In [1]:
import numpy as np

In [2]:
import textblob as tb

In [3]:
print(dir(tb))

['Blobber', 'PACKAGE_DIR', 'Sentence', 'TextBlob', 'Word', 'WordList', '__all__', '__author__', '__builtins__', '__cached__', '__doc__', '__file__', '__license__', '__loader__', '__name__', '__package__', '__path__', '__spec__', '__version__', '_text', 'base', 'blob', 'compat', 'decorators', 'en', 'exceptions', 'inflect', 'mixins', 'np_extractors', 'os', 'parsers', 'sentiments', 'taggers', 'tokenizers', 'translate', 'utils']


### Before sparse matrix computation

* Convert the text into lower case
* Remove all stopwords
* Apply Stemming (to get the base word)
* Check for semantics

> Lemmatization, Tokenization, Semantics, Stemming are all important for text-preprocessing.

* Lemmatization gives the actual verb form of the word
    - 'go', 'went', 'gone' → go
* Tokenization gives the separated (splits) the entire text into words
    - 'I am goind' → 'I', 'am', 'going'
* Semantics gives the sense between two or multiple words
    - 'tasty' & 'delicious' → both are same
* Stemming gives the base word among the words provided

### BoW

link - https://www.youtube.com/watch?v=IRKDrrzh4dE

* BoW → Bag of Words, used to convert a text into numerical vectors
    - Uni-grams
    - Bi-grams
    - Tri-grams
    - n-grams
    - mainly used text pre-processing

> **Example**

* text 1 → Rome is not built in a day.
    - Here there are no repeated words. So 
    - unigrams → not,  in, day, is, a, built, Rome
    - bigrams → Rome is, is not, not built, built in, in a, a day.
    - trigrams → Rome is not, is not built, not built in, built in a, in a day.

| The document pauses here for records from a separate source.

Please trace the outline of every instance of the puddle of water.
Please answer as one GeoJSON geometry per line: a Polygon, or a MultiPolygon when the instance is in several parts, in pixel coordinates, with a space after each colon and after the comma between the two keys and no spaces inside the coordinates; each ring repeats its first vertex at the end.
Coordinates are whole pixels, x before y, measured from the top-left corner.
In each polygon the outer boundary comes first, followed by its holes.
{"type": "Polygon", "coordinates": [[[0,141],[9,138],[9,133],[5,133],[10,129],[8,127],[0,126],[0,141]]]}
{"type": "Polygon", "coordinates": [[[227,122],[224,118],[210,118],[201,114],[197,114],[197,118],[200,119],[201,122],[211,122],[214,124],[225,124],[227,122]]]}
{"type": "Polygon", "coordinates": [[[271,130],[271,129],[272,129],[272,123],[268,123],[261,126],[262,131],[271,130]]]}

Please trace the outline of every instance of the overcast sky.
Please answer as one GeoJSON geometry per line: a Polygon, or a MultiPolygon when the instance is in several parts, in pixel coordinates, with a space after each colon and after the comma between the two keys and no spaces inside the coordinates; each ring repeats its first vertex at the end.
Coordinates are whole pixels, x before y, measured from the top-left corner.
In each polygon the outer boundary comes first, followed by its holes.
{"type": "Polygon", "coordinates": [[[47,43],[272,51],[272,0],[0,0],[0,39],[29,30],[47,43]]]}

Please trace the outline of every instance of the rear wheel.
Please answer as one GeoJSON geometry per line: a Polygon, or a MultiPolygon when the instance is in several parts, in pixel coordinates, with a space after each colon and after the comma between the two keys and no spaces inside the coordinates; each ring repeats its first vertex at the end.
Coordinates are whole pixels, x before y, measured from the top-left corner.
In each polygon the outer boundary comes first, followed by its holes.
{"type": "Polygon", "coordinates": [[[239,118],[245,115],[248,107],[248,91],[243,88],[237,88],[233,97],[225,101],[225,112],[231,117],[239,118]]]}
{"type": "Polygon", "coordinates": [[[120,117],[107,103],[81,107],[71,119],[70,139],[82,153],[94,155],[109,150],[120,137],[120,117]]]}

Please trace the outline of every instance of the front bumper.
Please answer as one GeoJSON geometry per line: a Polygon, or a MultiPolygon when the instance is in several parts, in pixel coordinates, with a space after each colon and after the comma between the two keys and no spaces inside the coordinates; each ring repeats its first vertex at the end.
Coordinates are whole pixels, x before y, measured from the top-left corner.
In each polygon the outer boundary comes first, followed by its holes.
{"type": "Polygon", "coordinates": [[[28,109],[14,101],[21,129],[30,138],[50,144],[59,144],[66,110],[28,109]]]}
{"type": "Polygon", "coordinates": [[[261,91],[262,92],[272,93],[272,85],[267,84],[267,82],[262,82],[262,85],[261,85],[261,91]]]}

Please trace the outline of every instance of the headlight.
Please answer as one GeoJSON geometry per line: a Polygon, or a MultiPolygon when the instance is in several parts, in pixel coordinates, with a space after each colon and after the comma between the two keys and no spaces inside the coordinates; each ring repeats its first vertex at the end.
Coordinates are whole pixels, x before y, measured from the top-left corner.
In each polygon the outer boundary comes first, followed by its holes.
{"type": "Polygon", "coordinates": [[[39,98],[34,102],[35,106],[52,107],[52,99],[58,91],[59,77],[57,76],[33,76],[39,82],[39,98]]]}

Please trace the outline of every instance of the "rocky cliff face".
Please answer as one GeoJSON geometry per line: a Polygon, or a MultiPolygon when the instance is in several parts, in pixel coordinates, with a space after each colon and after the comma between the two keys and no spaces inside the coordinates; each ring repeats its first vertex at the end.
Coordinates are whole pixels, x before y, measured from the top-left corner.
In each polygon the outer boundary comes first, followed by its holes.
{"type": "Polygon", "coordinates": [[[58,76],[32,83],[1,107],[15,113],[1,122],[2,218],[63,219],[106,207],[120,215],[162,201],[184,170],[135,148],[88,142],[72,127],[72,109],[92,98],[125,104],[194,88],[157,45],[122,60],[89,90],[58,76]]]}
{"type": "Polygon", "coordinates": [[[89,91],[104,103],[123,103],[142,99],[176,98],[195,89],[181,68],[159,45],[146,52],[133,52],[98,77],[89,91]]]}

* Here as there is no repetetion of words, 
    - number of unigrams > number of bigrams > number of trigrams.

---

* text 2 → horse is a horse, of course, of course. accept  it
    - Here there are repeated words
    - unigrams → horse, of, course, a, is, it, accept
    - bigrams → horse is, is a , a horse, horse of, of course, course of, course accept, accept it
    - trigrams → horse is a, is a horse, a horse of, horse of course, of course of, course of course, of course accept, course accept it
* Here there is repetetion of words in the given sentence. Hence
    - number of unigrams < number of bigrams < number of trigrams.

### TF-IDF

Imagine, we have `N` reviews or documents and each review is a combination of words

$$r_1 \rightarrow w_1, w_2, w_3, w_2, w_5$$

and

$$r_2 \rightarrow w_1, w_3, w_4, w_5, w_6, w_2$$

then

* TF → Term Frequency

    - $$TF(w_i, r_j) = \frac{w_i \ \text{count}}{\text{total words in} \ r_j} \implies 0 \leq TF(w_i, r_j) \leq 1$$
    
    - $TF(w_2, r_1) = \frac{2}{5}$
    - $TF(w_2, r_2) = \frac{1}{6}$

* IDF → Inverse Document Frequency

    - $$IDF(w_i, D_c) = \log \bigg[\frac{N}{n_i} \bigg] \implies (n_i \leq N), \bigg(\frac{N}{n_i} \geq 1 \bigg), \ \text{and} \ \bigg(\log \bigg[\frac{N}{n_i} \bigg] \geq 0 \bigg)$$
    - $$IDF(w_i, D_c) \geq 0$$
    - where $N$ is total number of documents and $n_i$ is the number of documents that contain the word $w_i$
    
    - We compute IDF of each word with respect to the entire Data Corpus (includes all documents or reviews).
    - Let $D_c$ is my corpus data where $D_c = \{r_1, r_2, r_3, \dots, r_N \}$
    - And let $w_1$ occurs in $r_1, r_3, \text{and}, r_6$ then
    - $IDF(w_1, D_c) = \log \big[\frac{N}{3} \big]$

---

Finally

$$\text{TFIDF} = TF(w_i, r_j) * IDF(w_i, D_c) \implies \frac{\text{word count in} \ r_j}{\text{total words in} \ r_j} * \log \bigg[\frac{\text{total docs}}{\text{count of docs where word is contained}} \bigg]$$

* more importance to rarer words
* more importance if a word is frequent in a document

### Word 2 Vec

* It is a nice way of converting a word into vector. It holds the semantics between words and considered to be one of the state of the art techniques.

* The idea behind Word2Vec is pretty simple. We're making an assumption that the meaning of a word can be inferred by the company it keeps. This is analogous to the saying, "show me your friends, and I’ll tell who you are".

> Helpful link → [here](https://kavita-ganesan.com/gensim-word2vec-tutorial-starter-code/#.Xr_Dp0QzY_4)

> Simulation → https://projector.tensorflow.org/

### Sentence 2 VeC

`Word 2 Vec` recturns a vector represenation of a particular word. Unlike TF-IDF and bag of words, we cannot get the vecotr form of a sentence or a document.

In order to obtain it, we follow techniques such as -

* Avg Word 2 Vec → Simple take the average of vecotrs obtained from `Word 2 Vec` method
* TF-IDF Word 2 Vec → weighted average (considereing the TF-IDF and each vector form word after `Word 2 Vec` method)

The above work very well but not always.